HOBBIT HOLE FOR HENS
Noah’s Ark, £249.99 (chickencoopsandhouses.co.uk)
Tom said Noah’s Ark (pictured) is able to home four medium sized chickens and has extra night-time security
With room for four medium sized chickens, the curves of this coop, which is just under 6ft long and three foot high, are like something out of hobbit land.
Featuring a removable, thick plastic liner for easy cleaning it combines a nest box and integrated run, with a closing door between the two for extra night-time security. Comes flat-packed.
ECO-FRIENDLY AND EASY CLEAN
Medium chicken house, £355 (greenfrogdesigns.co.uk)
Tom claims Medium chicken house (pictured) has no hiding places for unwelcome insects and pests, with it’s modern take on a traditional design
A modern take on a traditional design, this hen house has room for up to five large chickens and is made from recycled plastic. It features two nest boxes with access to inspect the birds via a full width back door which detaches using quick release pins. Measuring 4ft 6in long and 3ft 3in high, it is designed to be easy to clean and crevice free – meaning no hiding places for unwelcome insects and pests.
Buttercup Chicken Pod Hen House, £420 (buttercupfarm.co.uk)
Tom said Buttercup Chicken Pod Hen House(pictured) can be easily moved around the garden and is suitable for up to eight chickens
Suitable for up to eight chickens and ideal for those keen for their ladies to enjoy a touch of stylish living. Mounted on the back are two laying boxes with a hinged external door for egg removal while the drop-down ramp for the poultry to access the house also acts as a door that can be locked off to prevent foxes gaining access at night.
The handles and two substantial wheels make it easy to move around the garden.
HOUSE YOU’LL WANT TO MOVE INTO
The Anastasia Chicken House, £1,518 (cherryacresanimalhousing.co.uk)

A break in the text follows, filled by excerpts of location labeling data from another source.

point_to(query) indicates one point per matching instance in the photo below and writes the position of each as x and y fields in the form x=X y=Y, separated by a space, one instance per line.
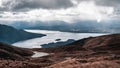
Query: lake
x=51 y=36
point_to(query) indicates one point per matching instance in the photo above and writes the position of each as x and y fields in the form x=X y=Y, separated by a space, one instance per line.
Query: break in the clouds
x=63 y=10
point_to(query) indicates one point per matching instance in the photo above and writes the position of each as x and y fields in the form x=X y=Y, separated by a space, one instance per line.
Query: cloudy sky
x=62 y=10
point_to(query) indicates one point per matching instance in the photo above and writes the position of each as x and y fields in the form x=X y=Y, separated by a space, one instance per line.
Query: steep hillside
x=13 y=53
x=10 y=35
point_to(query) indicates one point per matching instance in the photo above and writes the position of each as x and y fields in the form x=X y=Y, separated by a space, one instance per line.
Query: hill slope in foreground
x=93 y=52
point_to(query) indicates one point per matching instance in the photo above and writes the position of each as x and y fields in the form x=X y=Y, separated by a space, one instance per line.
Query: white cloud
x=84 y=10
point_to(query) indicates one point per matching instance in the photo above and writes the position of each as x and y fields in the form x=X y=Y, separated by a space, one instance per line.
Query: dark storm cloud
x=114 y=3
x=16 y=5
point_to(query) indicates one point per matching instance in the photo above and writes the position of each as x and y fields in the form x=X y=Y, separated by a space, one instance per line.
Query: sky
x=63 y=10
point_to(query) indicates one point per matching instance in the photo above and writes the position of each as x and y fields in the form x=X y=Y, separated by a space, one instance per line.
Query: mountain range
x=11 y=35
x=92 y=52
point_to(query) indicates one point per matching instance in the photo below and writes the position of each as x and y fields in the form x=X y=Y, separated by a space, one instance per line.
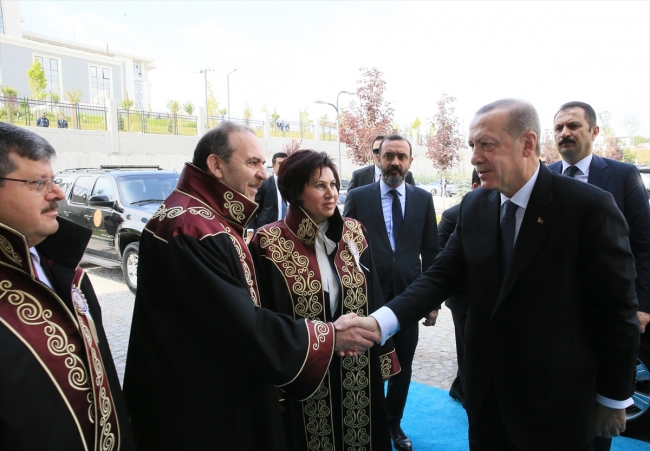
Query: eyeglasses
x=42 y=184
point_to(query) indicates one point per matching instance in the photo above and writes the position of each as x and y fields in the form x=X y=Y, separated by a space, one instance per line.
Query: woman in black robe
x=318 y=265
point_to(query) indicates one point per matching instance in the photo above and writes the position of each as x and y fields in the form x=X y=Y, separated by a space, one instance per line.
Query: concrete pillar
x=112 y=126
x=200 y=122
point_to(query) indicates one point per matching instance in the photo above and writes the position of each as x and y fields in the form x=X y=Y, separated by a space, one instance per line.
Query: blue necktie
x=571 y=171
x=398 y=218
x=508 y=224
x=284 y=209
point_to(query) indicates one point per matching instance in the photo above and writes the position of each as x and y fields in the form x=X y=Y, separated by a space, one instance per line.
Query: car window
x=81 y=189
x=103 y=187
x=146 y=187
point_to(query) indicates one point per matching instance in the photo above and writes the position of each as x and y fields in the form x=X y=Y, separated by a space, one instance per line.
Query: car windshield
x=646 y=180
x=144 y=188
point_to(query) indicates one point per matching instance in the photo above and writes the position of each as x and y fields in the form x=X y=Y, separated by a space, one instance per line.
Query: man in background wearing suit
x=575 y=130
x=552 y=333
x=401 y=224
x=371 y=174
x=458 y=302
x=271 y=206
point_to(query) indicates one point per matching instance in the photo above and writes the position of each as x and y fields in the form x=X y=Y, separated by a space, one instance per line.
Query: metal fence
x=288 y=129
x=256 y=126
x=25 y=111
x=138 y=121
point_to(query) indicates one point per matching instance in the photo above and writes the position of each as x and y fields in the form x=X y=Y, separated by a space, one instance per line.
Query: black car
x=115 y=202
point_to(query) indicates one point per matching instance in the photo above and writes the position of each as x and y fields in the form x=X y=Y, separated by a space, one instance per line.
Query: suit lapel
x=378 y=211
x=598 y=172
x=538 y=219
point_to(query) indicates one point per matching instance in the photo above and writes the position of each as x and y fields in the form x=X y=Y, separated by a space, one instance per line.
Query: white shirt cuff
x=612 y=404
x=387 y=321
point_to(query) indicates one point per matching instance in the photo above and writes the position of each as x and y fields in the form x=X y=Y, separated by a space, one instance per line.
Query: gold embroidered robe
x=204 y=357
x=51 y=395
x=348 y=411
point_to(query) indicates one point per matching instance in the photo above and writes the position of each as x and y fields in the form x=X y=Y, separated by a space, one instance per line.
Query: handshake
x=355 y=334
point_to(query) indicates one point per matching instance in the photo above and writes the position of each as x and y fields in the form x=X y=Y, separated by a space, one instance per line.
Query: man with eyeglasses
x=371 y=174
x=58 y=384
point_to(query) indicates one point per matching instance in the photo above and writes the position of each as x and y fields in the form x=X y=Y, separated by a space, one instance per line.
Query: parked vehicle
x=115 y=202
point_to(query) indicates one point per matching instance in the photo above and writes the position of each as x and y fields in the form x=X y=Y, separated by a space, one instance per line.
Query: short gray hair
x=522 y=118
x=23 y=143
x=216 y=142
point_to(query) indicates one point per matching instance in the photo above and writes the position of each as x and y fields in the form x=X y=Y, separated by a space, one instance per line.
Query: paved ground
x=434 y=363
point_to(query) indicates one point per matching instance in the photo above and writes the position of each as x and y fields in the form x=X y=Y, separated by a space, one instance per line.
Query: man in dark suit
x=575 y=130
x=271 y=205
x=458 y=302
x=371 y=174
x=552 y=334
x=401 y=224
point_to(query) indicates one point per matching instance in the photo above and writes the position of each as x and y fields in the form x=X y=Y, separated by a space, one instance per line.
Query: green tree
x=443 y=148
x=304 y=121
x=274 y=120
x=10 y=101
x=37 y=81
x=127 y=104
x=174 y=107
x=188 y=107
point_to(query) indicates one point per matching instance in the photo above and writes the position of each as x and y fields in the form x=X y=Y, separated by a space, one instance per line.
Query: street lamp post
x=205 y=85
x=338 y=123
x=228 y=87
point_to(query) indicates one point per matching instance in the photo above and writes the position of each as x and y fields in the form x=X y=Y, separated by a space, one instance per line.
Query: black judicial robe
x=204 y=357
x=41 y=380
x=347 y=411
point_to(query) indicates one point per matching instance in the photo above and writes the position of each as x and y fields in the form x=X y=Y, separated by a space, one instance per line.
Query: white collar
x=522 y=196
x=583 y=164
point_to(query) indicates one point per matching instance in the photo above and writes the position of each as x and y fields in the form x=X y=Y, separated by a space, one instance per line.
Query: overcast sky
x=289 y=54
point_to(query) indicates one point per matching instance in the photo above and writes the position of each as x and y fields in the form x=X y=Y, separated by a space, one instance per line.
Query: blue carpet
x=435 y=422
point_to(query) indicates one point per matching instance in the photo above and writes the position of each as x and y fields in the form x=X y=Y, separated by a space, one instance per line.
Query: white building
x=99 y=73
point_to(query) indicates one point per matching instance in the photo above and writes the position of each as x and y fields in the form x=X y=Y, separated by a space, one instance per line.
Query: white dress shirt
x=387 y=207
x=377 y=173
x=389 y=324
x=583 y=168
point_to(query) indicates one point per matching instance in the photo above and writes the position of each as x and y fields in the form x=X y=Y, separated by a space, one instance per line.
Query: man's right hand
x=355 y=335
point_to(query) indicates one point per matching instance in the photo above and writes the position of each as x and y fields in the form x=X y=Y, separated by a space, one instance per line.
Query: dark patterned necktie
x=571 y=171
x=284 y=209
x=508 y=225
x=398 y=218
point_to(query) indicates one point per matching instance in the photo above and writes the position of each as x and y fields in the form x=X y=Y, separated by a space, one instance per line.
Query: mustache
x=52 y=206
x=567 y=140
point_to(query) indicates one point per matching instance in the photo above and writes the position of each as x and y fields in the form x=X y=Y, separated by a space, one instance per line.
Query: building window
x=139 y=97
x=2 y=21
x=100 y=83
x=51 y=68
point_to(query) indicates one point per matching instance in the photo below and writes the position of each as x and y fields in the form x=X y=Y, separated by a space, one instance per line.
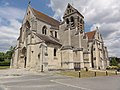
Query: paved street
x=57 y=82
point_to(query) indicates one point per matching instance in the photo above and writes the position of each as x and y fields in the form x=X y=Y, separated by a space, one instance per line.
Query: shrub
x=5 y=63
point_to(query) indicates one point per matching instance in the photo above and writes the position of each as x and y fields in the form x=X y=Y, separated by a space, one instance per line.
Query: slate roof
x=46 y=18
x=91 y=35
x=48 y=39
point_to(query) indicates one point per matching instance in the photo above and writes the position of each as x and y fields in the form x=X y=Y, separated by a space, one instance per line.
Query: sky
x=105 y=14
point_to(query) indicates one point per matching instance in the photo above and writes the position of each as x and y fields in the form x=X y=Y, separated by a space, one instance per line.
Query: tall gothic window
x=67 y=21
x=44 y=30
x=55 y=52
x=55 y=34
x=72 y=21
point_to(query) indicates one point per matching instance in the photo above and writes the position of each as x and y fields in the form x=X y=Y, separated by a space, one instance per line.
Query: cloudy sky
x=102 y=13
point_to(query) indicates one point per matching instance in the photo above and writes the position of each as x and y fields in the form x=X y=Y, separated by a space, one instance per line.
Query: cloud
x=9 y=26
x=102 y=13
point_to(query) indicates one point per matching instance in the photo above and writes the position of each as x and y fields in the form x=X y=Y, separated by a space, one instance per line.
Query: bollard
x=106 y=73
x=115 y=72
x=95 y=74
x=79 y=74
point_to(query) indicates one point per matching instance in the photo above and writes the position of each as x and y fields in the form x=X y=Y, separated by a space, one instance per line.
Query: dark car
x=118 y=69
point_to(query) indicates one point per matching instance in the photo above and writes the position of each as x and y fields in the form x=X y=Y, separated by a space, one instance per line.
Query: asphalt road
x=57 y=82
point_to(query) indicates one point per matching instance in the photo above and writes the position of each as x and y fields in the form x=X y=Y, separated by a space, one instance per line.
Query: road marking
x=32 y=86
x=70 y=85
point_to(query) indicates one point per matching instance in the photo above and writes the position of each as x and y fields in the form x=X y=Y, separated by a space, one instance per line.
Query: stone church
x=47 y=44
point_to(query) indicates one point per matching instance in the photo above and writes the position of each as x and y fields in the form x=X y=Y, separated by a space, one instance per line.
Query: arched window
x=55 y=52
x=44 y=30
x=55 y=34
x=67 y=21
x=81 y=21
x=72 y=21
x=27 y=24
x=78 y=19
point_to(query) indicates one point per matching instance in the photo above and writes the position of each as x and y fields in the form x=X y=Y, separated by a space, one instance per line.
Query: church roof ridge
x=46 y=18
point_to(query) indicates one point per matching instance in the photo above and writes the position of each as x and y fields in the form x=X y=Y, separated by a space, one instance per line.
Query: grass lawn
x=86 y=74
x=4 y=67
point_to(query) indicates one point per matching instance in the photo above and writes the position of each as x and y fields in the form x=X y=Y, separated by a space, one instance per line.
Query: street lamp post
x=42 y=46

Tom claims The Anastasia Chicken House (pictured) is almost too good for chickens, revealing TV personality Natasha Kaplinsky is an owner
Measuring 10ft x 5ft, this large-walk in chicken house boasts a nesting area to the rear and a large, secure run in the front.
Painted in pastel colours and boasting a tiled roof it’s almost too good for chickens, something that happy customer and TV personality Natasha Kaplinsky bears witness to: ‘We couldn’t be more thrilled with it and would be perfectly happy moving in to it ourselves!!’
BESPOKE WAGON FOR HIGH-CLASS HENS
The Gypsy Daydream Chicken House, £4,390 (flytesofancy.co.uk)
Tom said The Gypsy Daydream Chicken House (pictured) is built to last a lifetime and able to house 15 feathered friends
Bespoke luxury for up to 15 lucky ladies, this wagon can be finished with a hand-painted decorative design of the customer’s choice. Individually hand-made by craftsmen in Dorset, it’s built to last a lifetime with a heavy gauge galvanized steel roof with trim-finished edges and brass hinges, locks and latches.
Despite measuring 8ft 7in in length and 5ft 6in high, it can be easily moved thanks to its handmade solid steel, steerable wheels and axles.